Comune di Latina, la mozione che richiama il segretario generale ai compiti d’ufficio

Il segretario generale del Comune Rosa Iovinella e il sindaco Damiano Coletta

Il parere di conformità degli atti amministrativi non è soltanto un obbligo morale per l’impegno assunto nei confronti dei cittadini ma è anche una garanzia per la trasparenza dell’azione amministrativa e per la legittimità della medesima.

Pesa come un sasso la citazione contenuta nella mozione depositata il 28 agosto scorso, dai consiglieri comunali Nicola Calandrini, Andrea Marchiella e Matilde Celentano, e calendarizzata oggi per la prossima assise civica che impegna il sindaco di Latina, Damiano Coletta, a richiedere al segretario generale dell’ente “di esprimere il proprio parere in ordine alla conformità dell’azione amministrativa alle leggi, agli statuti ed ai regolamenti, in relazione ad ogni proposta di deliberazione sottoposta all’approvazione della Giunta Municipale e del Consiglio Comunale”. 

Pesa perché la citazione che può sembrare un’ovvietà non trova riscontro nelle deliberazioni di questa amministrazione. Pesa perché il richiamo all’espressione del parere di conformità anche per atti importanti, quali quelli per la costituzione dell’azienda speciale dei rifiuti, è caduto nel vuoto. Pesa perché l’essenza della mozione è stata già scartata dalla maggioranza di Latina Bene Comune e tornerà presto in aula con una forza dirompente, visti i richiami alla legalità, principio fondante del nostro ordinamento, contenuti nell’atto sottoscritto dai consiglieri di opposizione. Pesa perché gli atti relativi alla mozione – avvertono gli esponenti di minoranza dei gruppi Fratelli d’Italia e Lista Calandrini – saranno trasmessi alla Corte dei conti e al Ministero dell’Interno (Agenzia dei segretari).

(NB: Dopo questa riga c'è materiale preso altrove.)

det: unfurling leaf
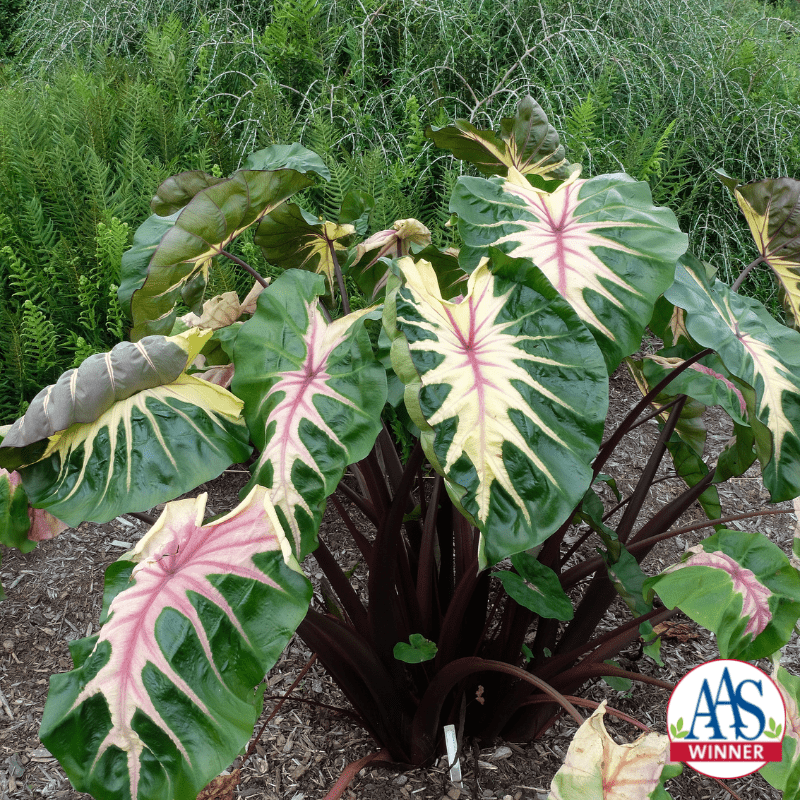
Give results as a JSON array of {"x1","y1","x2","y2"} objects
[
  {"x1": 40, "y1": 487, "x2": 312, "y2": 800},
  {"x1": 394, "y1": 633, "x2": 438, "y2": 664},
  {"x1": 548, "y1": 701, "x2": 669, "y2": 800},
  {"x1": 759, "y1": 653, "x2": 800, "y2": 800},
  {"x1": 425, "y1": 97, "x2": 569, "y2": 180},
  {"x1": 0, "y1": 329, "x2": 250, "y2": 526}
]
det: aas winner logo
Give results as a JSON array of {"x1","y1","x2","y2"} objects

I due gruppi consiliari sottolineano nella mozione che il Testo unico degli enti locali individua nel segretario generale la figura istituzionale preposta a certificare la regolarità degli atti e la loro conformità a legge, statuto e regolamenti e che il Ministero dell’Interno e la Corte dei Conti considerano il parere di conformità obbligatorio negli atti deliberativi assunti dagli organi dell’ente. Per i sottoscrittori della mozione il sottrarsi all’onere del parere di conformità non è giustificabile nella scappatoia individuata in un chiarimento fornito in materia dal Ministero dell’Interno laddove si precisa che l’obbligatorietà della certificazione viene mantenuta qualora l’ente, in sede di autodeterminazione normativa, ovvero il sindaco, nell’esercizio del potere di direzione, lo richiedano espressamente. Perché è proprio questo il punto: che sia mantenuta questa obbligatorietà a garanzia della buona amministrazione. Dunque, il senso della mozione che impegna il sindaco, con proprio decreto, a richiedere al segretario generale l’onere di attenersi ai compiti di ufficio per il “sacrosanto diritto dei cittadini di sapere che gli atti che promanano dagli organi di governo  abbiano i crismi, tutti i crismi, della regolarità sostanziale e formale; della conformità a legge, statuto e regolamenti” e per la “serenità deliberante nel merito amministrativo che, rimanda a chi deputato, la verifica asettica, pura e tecnica”.

In un passaggio del testo della nuova mozione si legge: nel programma elettorale di LBC, scritto nero su bianco, è stato affermato, pochi mesi orsono, che ” … Riteniamo urgente ripristinare il rispetto delle procedure, con l’amministrazione finalmente al servizio del cittadino, applicando pienamente le leggi, a partire da quelle su trasparenza e corruzione…”. Una bordata alla maggioranza che ha respinto la precedente mozione “in un Consiglio deserto del pungolo democratico, vivo della sola pura maggioranza bolscevica dei numeri”, che “fregiandosi sempre di legalità” ha tradito e violato il mandato popolare ricevuto.

Il quanto alla trasmissione degli atti alla Corte dei Conti e all’Agenzia dei segretari costituirebbe una segnalazione della presenta mancata assunzione dei responsabilità che attiene al compito d’ufficio del segretario generale.